Usage of docker image

This docker image consists of our OSMNames Websearch (REST API), SphinxSearch and nginx.

The whole service can be run from command-line with one command:

docker run -d --name klokantech-osmnames-sphinxsearch -p 80:80 klokantech/osmnames-sphinxsearch

You can attach your file data.tsv (or data.tsv.gz), which has to be located in the internal path /data/input/data.tsv (or /data/input/data.tsv.gz):

docker run -d --name klokantech-osmnames-sphinxsearch \
    -v /path/to/folder/:/data/input/ \
    -p 80:80 \
    klokantech/osmnames-sphinxsearch

This file will be indexed on the first run or if index files are missing.
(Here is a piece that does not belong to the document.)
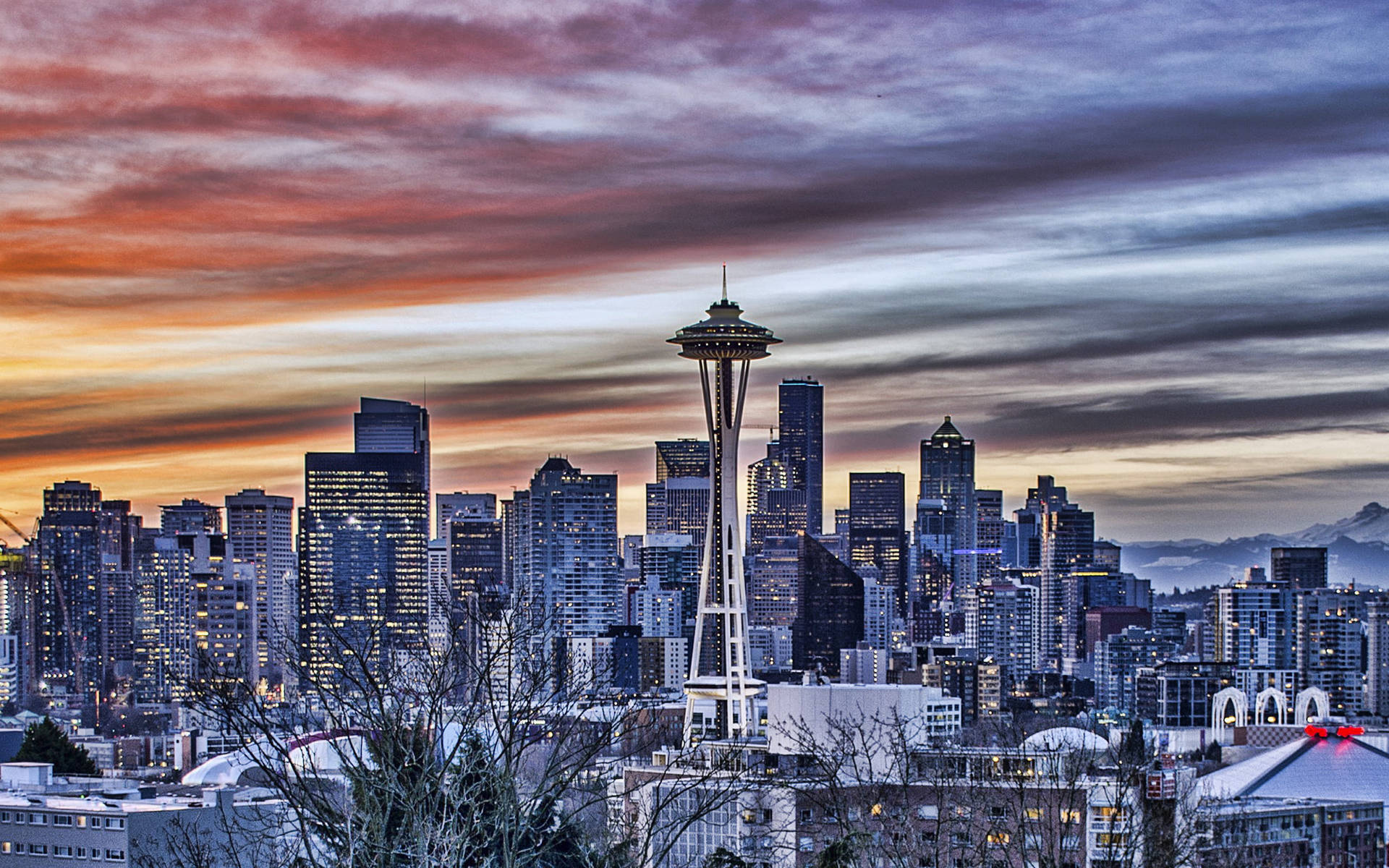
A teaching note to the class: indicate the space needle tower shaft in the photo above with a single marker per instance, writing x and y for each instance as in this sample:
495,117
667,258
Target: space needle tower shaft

You can specify a path for index folder as well:

docker run -d --name klokantech-osmnames-sphinxsearch \
    -v /path/to/index/folder/:/data/index/ \
    -v /path/to/data/folder/:/data/input/ \
    -p 80:80 \
    klokantech/osmnames-sphinxsearch

You can attach your path with the following folder structure:

/path/to/folder/
    - input/
        - data.tsv (or data.tsv.gz)
    - index/

directly with simple command:

docker run -d -v /path/to/folder/:/data/ -p 80:80 klokantech/osmnames-sphinxsearch

Index storage space

The SphinxSearch full-text search service requires indexing of the source data. The index operation is required only for the first time or if the source data has been changed. This operation takes longer on a source with more lines, and requires more space storage as well.

A demo sample data with 100 000 lines has 8.15 MiB gzip source data file and requires storage space of 314 MiB for the index folder. The operation takes (on average) 33 seconds.

The full planet source data with 23 million lines requires storage space of 34 GiB for the index folder. The operation takes (on average) 22 minutes.

The indexing is done automatically (if a particular index file is missing) via the sphinx-reindex.sh script. You can use this script to force run the index operation as well: $ time bash sphinx-reindex.sh force.